By General Sir James Everard KCB CBE 
Published: November 12, 2022
READ TIME: 3 minutes
Innovative cultures are misunderstood. The easy-to-like behaviours that get so much attention are only one side of the coin. They must be counter-balanced by some tougher and frankly less fun behaviours. A tolerance for failure requires an intolerance for incompetence. A willingness to experiment requires rigorous discipline. Psychological safety requires comfort with brutal candour. Collaboration must be balanced with an individual accountability.

The Hard Truth. Harvard Business Review January – February 2019.
Professor Gary P Pisano.

The UK Digital Strategy was updated on 4th October 2022. The section on Digital Skills and Talent is worth reading in full because it highlights a hard truth. It notes that the digital skills gap is estimated to cost the UK economy £63 billion per year in lost potential gross domestic product (GDP), and that this skills gap is increasing resulting in a workforce inadequately equipped to meet the demands of the digital age.

We are also told that many companies cite lack of available talent as the single biggest constraining factor to their growth, and that increasing the supply of digitally and tech enabled workers at all levels will be crucial for our long-term economic prosperity and is integral to unlocking productivity improvements across the economy.

This prediction also applies to defence, given the pace of technological change, growth of data and the challenges of multi-domain transformation.
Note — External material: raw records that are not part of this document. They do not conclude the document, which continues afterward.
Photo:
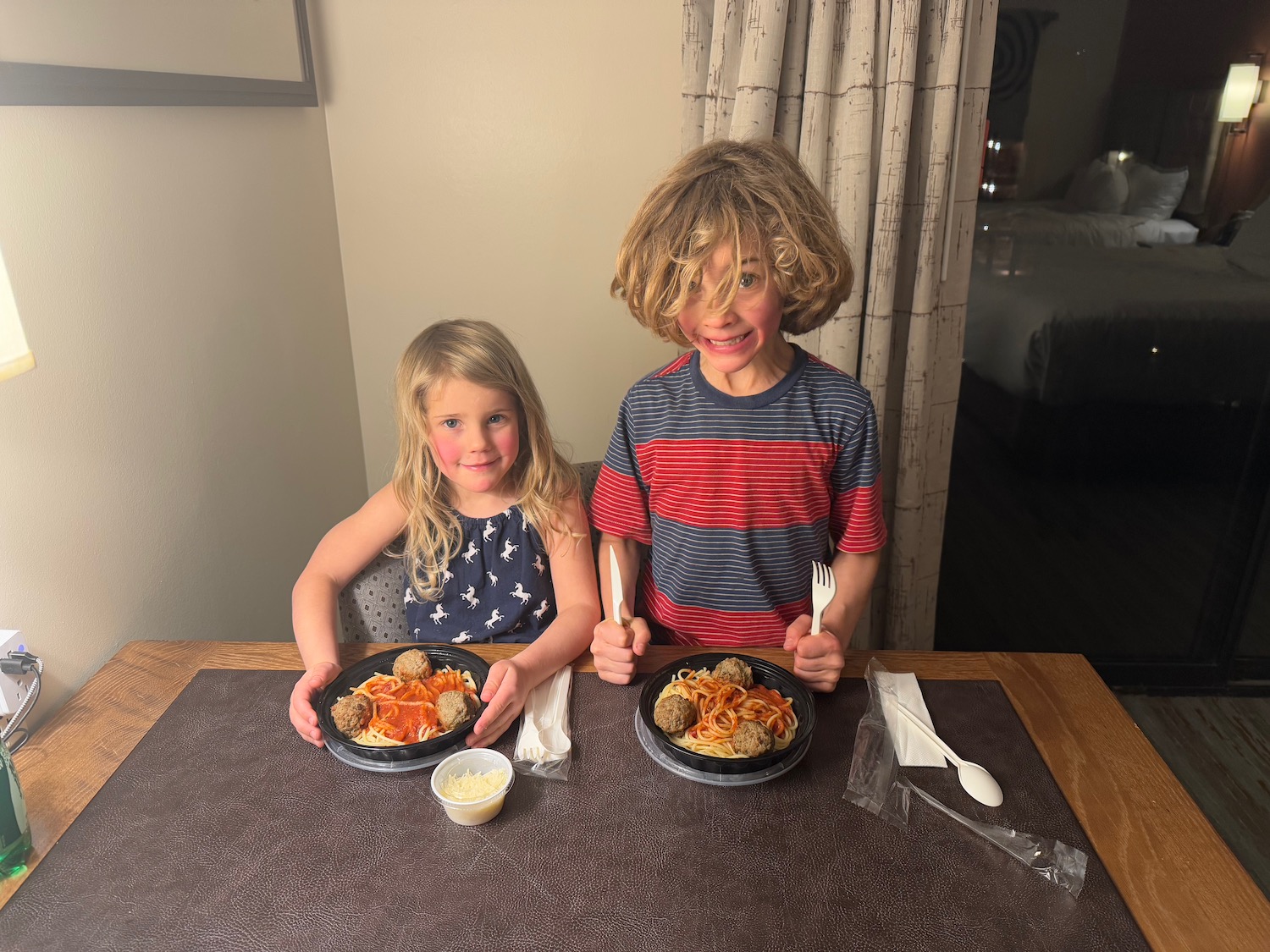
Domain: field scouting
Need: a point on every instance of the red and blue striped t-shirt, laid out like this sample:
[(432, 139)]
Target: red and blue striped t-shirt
[(737, 495)]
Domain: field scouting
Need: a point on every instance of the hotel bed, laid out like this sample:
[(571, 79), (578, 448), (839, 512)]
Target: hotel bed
[(1110, 357), (1162, 325), (1056, 223)]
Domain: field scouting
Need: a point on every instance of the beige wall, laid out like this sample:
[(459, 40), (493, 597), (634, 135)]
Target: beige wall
[(190, 428), (487, 157)]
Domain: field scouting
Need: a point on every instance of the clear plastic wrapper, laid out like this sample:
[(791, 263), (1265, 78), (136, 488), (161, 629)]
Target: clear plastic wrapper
[(544, 746), (875, 784)]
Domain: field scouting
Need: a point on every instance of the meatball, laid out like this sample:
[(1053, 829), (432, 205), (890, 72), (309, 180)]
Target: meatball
[(675, 713), (351, 713), (733, 669), (754, 739), (454, 707), (411, 665)]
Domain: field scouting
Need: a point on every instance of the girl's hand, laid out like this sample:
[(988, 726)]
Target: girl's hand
[(616, 647), (817, 658), (505, 693), (304, 718)]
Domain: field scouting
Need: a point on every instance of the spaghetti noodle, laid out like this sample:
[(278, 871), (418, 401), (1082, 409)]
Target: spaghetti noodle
[(723, 707), (406, 711)]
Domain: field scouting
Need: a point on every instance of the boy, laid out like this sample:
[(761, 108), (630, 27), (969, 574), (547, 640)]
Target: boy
[(737, 465)]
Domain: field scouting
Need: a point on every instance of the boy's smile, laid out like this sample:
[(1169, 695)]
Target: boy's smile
[(741, 345)]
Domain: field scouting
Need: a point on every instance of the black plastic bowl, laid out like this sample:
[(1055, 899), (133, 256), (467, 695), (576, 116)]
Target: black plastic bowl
[(441, 655), (767, 674)]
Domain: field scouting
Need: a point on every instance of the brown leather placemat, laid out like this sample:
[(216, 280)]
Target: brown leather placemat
[(224, 830)]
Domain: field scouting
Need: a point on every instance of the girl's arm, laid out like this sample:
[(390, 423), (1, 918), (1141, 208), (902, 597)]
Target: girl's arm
[(573, 575), (343, 553)]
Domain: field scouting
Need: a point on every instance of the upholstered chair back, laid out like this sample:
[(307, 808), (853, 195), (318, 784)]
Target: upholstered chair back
[(370, 606)]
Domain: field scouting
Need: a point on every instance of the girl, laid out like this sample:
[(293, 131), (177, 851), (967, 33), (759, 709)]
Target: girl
[(746, 459), (494, 533)]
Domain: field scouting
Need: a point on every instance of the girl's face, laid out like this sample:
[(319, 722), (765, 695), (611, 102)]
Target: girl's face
[(741, 345), (474, 434)]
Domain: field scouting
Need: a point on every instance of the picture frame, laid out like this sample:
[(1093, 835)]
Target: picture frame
[(45, 84)]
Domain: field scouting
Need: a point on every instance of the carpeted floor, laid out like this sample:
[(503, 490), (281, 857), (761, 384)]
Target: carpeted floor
[(1219, 748)]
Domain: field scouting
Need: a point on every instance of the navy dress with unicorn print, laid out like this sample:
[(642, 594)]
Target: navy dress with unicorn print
[(498, 588)]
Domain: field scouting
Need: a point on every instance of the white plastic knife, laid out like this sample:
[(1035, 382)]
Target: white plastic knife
[(615, 581)]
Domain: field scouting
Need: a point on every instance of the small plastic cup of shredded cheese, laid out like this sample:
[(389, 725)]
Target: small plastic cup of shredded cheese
[(472, 784)]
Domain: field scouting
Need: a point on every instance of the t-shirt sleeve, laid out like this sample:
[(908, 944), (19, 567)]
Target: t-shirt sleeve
[(855, 515), (620, 503)]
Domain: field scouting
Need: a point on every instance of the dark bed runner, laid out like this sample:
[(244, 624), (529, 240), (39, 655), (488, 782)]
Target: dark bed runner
[(224, 830)]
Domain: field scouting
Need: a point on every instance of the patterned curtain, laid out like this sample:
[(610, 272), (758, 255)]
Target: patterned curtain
[(866, 93)]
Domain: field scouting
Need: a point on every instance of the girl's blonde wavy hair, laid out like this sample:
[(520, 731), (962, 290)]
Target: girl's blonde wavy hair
[(543, 480), (728, 192)]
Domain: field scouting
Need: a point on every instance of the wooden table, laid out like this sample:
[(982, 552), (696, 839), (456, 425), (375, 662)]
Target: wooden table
[(1181, 883)]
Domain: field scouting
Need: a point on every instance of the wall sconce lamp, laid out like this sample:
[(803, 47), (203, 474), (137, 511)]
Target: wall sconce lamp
[(15, 355), (1242, 91)]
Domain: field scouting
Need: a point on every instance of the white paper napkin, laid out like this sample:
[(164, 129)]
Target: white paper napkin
[(912, 746)]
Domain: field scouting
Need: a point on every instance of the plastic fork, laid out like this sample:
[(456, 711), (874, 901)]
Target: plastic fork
[(541, 735), (823, 588)]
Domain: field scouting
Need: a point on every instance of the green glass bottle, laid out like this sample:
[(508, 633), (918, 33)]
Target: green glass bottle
[(14, 828)]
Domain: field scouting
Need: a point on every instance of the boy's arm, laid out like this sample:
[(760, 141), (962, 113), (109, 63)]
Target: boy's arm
[(573, 579), (853, 574), (343, 553), (818, 659)]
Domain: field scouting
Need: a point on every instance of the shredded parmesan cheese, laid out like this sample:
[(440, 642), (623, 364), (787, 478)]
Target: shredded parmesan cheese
[(470, 786)]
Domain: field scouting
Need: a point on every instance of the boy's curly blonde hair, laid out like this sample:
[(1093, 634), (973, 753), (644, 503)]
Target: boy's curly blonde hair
[(729, 192)]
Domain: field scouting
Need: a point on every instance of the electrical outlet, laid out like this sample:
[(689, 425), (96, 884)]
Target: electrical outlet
[(13, 687)]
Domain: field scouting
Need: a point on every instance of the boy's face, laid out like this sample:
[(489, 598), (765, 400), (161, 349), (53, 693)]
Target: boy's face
[(474, 434), (741, 345)]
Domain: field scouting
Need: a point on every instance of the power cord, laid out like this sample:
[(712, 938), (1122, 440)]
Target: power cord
[(20, 663)]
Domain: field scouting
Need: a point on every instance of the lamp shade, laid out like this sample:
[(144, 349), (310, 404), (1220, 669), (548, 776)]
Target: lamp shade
[(1240, 93), (15, 355)]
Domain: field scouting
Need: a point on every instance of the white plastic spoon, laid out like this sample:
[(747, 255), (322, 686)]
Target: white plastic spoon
[(975, 779)]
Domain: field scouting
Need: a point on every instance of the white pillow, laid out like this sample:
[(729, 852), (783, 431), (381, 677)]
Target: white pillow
[(1155, 193), (1099, 187)]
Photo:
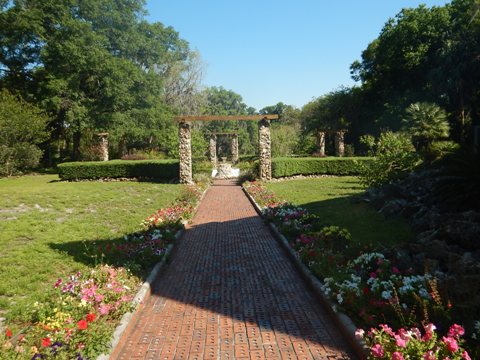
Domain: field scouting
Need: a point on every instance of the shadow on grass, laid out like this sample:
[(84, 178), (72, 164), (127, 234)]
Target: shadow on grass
[(367, 226), (109, 180), (237, 270), (138, 257)]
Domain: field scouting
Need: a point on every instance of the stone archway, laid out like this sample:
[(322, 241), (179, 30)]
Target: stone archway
[(213, 149), (339, 139), (185, 142)]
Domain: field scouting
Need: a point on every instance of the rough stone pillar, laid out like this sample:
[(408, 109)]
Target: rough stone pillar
[(340, 143), (103, 146), (213, 149), (234, 148), (185, 151), (321, 143), (264, 149)]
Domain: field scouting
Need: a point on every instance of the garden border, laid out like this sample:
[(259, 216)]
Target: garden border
[(344, 323), (142, 295)]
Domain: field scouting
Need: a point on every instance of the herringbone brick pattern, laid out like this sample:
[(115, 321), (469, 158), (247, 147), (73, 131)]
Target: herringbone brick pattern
[(231, 293)]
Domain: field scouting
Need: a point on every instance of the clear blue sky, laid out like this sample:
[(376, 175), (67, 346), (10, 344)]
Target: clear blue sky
[(278, 50)]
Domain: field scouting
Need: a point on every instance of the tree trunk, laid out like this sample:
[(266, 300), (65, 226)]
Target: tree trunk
[(77, 135)]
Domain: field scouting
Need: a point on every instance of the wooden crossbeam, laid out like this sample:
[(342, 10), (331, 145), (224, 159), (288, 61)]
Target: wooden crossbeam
[(226, 118), (223, 133)]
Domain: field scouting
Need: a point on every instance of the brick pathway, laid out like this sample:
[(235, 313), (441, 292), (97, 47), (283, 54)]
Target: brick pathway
[(230, 292)]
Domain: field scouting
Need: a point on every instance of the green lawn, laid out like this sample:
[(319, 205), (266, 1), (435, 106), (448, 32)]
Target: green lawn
[(46, 227), (330, 197)]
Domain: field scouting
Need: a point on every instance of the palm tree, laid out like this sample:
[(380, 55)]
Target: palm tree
[(426, 122)]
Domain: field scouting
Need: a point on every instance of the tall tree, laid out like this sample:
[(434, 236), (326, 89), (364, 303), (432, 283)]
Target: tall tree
[(95, 65)]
The UK Integrating Operating Concept informed us that as we looked further ahead ‘the pervasive availability of data via enhanced cloud connectivity, machine learning and artificial intelligence, and quantum computing will allow not just a new generation of weapon systems, but an entirely new way of warfare’. This new way of war is going to be driven by people, and we need - and are going to need more - tech warriors to carry this fight.

So, there is an imperative for change. As the Integrated Operating Concept again noted ‘Defence will need to take the initiative if it is to retain its competitive edge’. When it comes to workforce planning, I fear that we have hesitated because we do not speak with brutal candour and are uncomfortable with the uncertainty that comes with experimentation or simply trying something new. Skills mapping and aptitude testing of our Cadets may be a good place to start for a whole host of logical reasons, and I want to return to this possibility in the future.

I have spoken before about the approach that Defence is taking to its workforce planning – all very traditional, with good people trying very hard, yet not very creative. Turning to the Digital Skills strategy you see a series of initiatives – all very traditional, with good initiatives that chip away at the challenge, yet not very creative. At a recent Defence Technology Conference, I found almost unanimous agreement that none of these initiates would solve the digital / tech talent problem for industry or defence. We need a 21st Century talent management system that delivers at scale today. If no-one thinks we have cracked this problem then surely it is time to try something new and even imagine what it would be like to fundamentally reshape how talent works, where talent is found, how labour markets are wired and how people learn and choose careers. Innovation is never easy, but the hard truth is unless we try, we are doomed to mediocrity. WithYouWithMe are not the only show in town, but their talent creation, hiring and matching platform (Potential) offers a path out of this dark wood. Let’s have the courage to try something new.